Introduction and Outline
With reference to Things Fall Apart, discuss how an understanding of gender influences how the text may be understood.
Introduction:
Gender dynamics in literature allow for intricate motifs and complex narratives rich in meaning and moral. With Chinua Achebe's Things Fall Apart, a 1958 postcolonial novel, he explores the culture of Igbo, ethnic natives of Nigeria, their traditions and values and presents the patriarchal system that it follows. While this patriarchal system demeans and dehumanizes women to servants and slaves, it also produces a contradictory and ironic layer to the culture, as one of the most prominent figures of the culture is a Priestess of the Gods.
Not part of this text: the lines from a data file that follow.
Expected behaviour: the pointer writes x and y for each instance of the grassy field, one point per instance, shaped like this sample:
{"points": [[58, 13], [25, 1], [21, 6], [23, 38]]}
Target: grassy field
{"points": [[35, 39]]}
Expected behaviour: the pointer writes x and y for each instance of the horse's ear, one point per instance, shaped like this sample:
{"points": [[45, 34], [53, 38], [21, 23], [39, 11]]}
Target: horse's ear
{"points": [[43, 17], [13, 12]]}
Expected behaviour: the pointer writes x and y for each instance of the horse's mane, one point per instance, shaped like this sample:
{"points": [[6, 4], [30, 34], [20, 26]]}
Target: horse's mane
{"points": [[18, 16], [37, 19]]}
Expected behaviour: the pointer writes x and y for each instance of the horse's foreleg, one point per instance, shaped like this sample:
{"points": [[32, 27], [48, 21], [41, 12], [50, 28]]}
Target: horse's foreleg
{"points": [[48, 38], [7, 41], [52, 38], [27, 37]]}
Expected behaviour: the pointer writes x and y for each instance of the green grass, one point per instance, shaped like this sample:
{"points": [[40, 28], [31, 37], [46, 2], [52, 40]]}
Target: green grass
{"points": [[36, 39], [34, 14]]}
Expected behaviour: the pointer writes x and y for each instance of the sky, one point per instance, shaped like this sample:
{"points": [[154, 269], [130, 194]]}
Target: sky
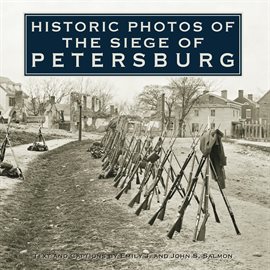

An understanding of this system allows for Achebe's portrayal of the gender dynamic to be presented accurately and allows for a deeper understanding of Okonkwo's hamartia and inevitable suicide.
Topic Sentences:
The characterization of the secondary female characters provides a dynamic between the two genders and contrast between males and females and the roles they must fill.
Achebe's presentation of the patriarchal system creates an opportunity to understand the values and traditions of the Igbo culture, which results in Achebe to showcase that it is a complex culture, however with complexion it also contradicts itself.
Okonkwo's ultimate weakness, his hamartia, is his hypermasculinity, which was developed due to the values of the culture he was raised in, this lead to the conflicts to rise between Okonkwo and the other members of his society, such as his son, Nwoye, and even the colonizers.